The scrimshaw technique involves engraving an image or words into the material and then filling the engraving with pigment. The easiest to come by was “lampblack” or soot from the ship’s “tryworks,” the cast-iron pots and furnace where blubber would be rendered into oil. Green pigment could be made from verdigris deposits on copper while other colors were made from fruit. Some artists even brought store-bought inks on the ship with them.
The first recorded scrimshaw piece, a tooth, came from a British ship and is dated 1817. Edward Burdett from the whaling-industry center Nantucket, Massachusetts, was the earliest known American scrimshaw artist, and he’s considered among the best. He’s thought to have started scrimshawing in 1924, and the earliest tooth of his existing today dates to 1927. Frederick Myrick, who made 36 artworks called “Susan’s Teeth” while sailing between 1928 and 1929, is the most celebrated American scrimshaw artist in history. Sometimes the wives and children of captains would join the whaling voyage and practiced this craft: Sallie Smith, who was married to Captain Frederick Howland Smith, proved just as talented as the male artists of the era.
In the beginning, scrimshaw art featured exclusively nautical images such as ship portraits and whaling scenes, but in the 1830s, the topics expanded to cover everything—from women and families to patriotic, biblical, and mythological themes to fauna and flora. Portraits of celebrities and political figures like George Washington, Napoleon and Josephine Bonaparte, and opera singer Jenny Lind were also popular scrimshaw subjects.

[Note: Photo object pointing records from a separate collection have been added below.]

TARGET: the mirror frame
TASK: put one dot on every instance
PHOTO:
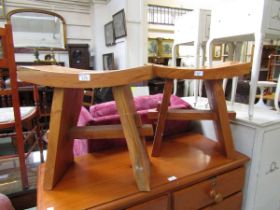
(12, 12)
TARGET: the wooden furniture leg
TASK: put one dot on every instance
(130, 123)
(64, 115)
(167, 91)
(217, 104)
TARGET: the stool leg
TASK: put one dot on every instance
(217, 104)
(130, 123)
(65, 111)
(167, 92)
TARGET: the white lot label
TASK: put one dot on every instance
(84, 77)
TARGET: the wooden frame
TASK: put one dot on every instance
(165, 47)
(119, 24)
(108, 61)
(217, 52)
(37, 42)
(2, 9)
(152, 47)
(109, 34)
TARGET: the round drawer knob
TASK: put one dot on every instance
(217, 197)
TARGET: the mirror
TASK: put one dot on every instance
(34, 28)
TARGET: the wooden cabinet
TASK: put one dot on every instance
(259, 140)
(189, 168)
(161, 203)
(213, 190)
(232, 203)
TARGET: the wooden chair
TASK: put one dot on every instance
(68, 86)
(13, 117)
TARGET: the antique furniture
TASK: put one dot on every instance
(205, 159)
(259, 140)
(273, 67)
(107, 114)
(255, 24)
(13, 117)
(37, 28)
(192, 29)
(5, 202)
(78, 56)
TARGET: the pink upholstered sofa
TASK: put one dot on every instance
(106, 114)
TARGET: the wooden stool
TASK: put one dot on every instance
(68, 93)
(218, 111)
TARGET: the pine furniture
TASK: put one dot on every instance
(257, 23)
(202, 155)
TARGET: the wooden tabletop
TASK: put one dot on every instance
(98, 178)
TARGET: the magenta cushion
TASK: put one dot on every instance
(106, 114)
(5, 203)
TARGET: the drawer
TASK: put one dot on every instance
(233, 202)
(198, 196)
(160, 203)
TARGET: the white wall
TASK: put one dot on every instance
(128, 51)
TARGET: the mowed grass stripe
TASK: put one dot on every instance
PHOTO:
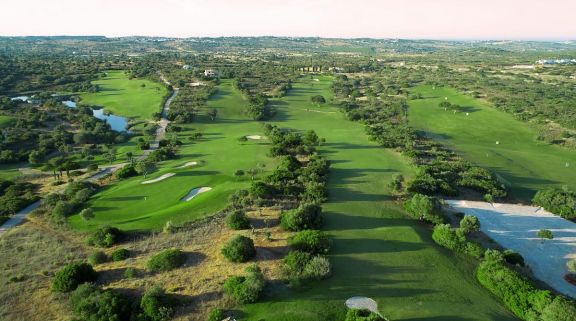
(130, 205)
(527, 164)
(378, 252)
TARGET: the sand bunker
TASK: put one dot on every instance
(515, 227)
(165, 176)
(255, 137)
(188, 164)
(194, 192)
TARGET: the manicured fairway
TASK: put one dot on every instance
(130, 205)
(378, 252)
(526, 164)
(126, 97)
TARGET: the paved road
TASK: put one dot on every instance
(102, 172)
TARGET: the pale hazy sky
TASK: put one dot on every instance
(436, 19)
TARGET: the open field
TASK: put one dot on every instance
(515, 227)
(524, 163)
(130, 205)
(125, 97)
(378, 252)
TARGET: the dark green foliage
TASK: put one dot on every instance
(92, 304)
(72, 275)
(521, 297)
(237, 220)
(97, 257)
(424, 208)
(156, 305)
(166, 260)
(246, 289)
(216, 315)
(469, 224)
(557, 201)
(120, 255)
(362, 315)
(311, 241)
(306, 216)
(239, 249)
(104, 237)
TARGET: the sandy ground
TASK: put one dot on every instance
(195, 192)
(515, 227)
(255, 137)
(165, 176)
(188, 164)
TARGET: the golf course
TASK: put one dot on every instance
(493, 139)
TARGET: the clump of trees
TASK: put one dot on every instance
(72, 275)
(246, 289)
(239, 249)
(166, 260)
(557, 201)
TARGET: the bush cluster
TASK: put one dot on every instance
(166, 260)
(239, 249)
(246, 289)
(72, 275)
(104, 237)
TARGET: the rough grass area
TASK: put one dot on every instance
(130, 205)
(133, 98)
(524, 163)
(378, 252)
(30, 255)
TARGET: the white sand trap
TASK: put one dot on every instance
(362, 303)
(165, 176)
(255, 137)
(188, 164)
(515, 227)
(194, 192)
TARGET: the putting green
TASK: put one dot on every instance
(130, 205)
(378, 252)
(132, 98)
(495, 140)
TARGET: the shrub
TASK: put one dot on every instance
(246, 289)
(362, 315)
(470, 224)
(92, 304)
(104, 237)
(307, 216)
(97, 257)
(237, 220)
(239, 249)
(72, 275)
(216, 315)
(447, 237)
(120, 255)
(311, 241)
(166, 260)
(425, 208)
(156, 305)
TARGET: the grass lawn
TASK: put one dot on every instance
(522, 161)
(130, 205)
(6, 121)
(378, 252)
(125, 97)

By 1851, when Herman Melville’s whaling epic, Moby-Dick, or The Whale, was first published, whales were getting harder and harder to come by. Whalers chased the nearly extinct, coveted mammals to the very ends of the globe, as the number of American whaling ships swelled to 199 in 1858. The price of whale oil soared, prompting more and more people to use alcohol in their lamps. Kerosene, which was discovered in 1849, became the oil fuel of choice during the Civil War (1861-1865). In 1876, American whaling ships only numbered 39. But the damage was done: Roughly 236,000 whales were killed in the 19th century.
Since then, the International Whaling Convention, set up to manage the whaling industry and save whale populations, has banned commercial whaling (a rule Japan and Norway whalers often disregard to this day). In the United States, the Marine Mammal Protection Act of 1972 not only outlaws killing whales and walruses but also importing of marine-mammal products, which is why authentic scrimshaw objects are fairly hard to come by.
But the scrimshaw technique has been adopted and applied to myriad materials including seashell and the bone, horns, and ivory of land mammals. Bone or horn knives with scrimshaw imagery have become popular souvenirs of the American West.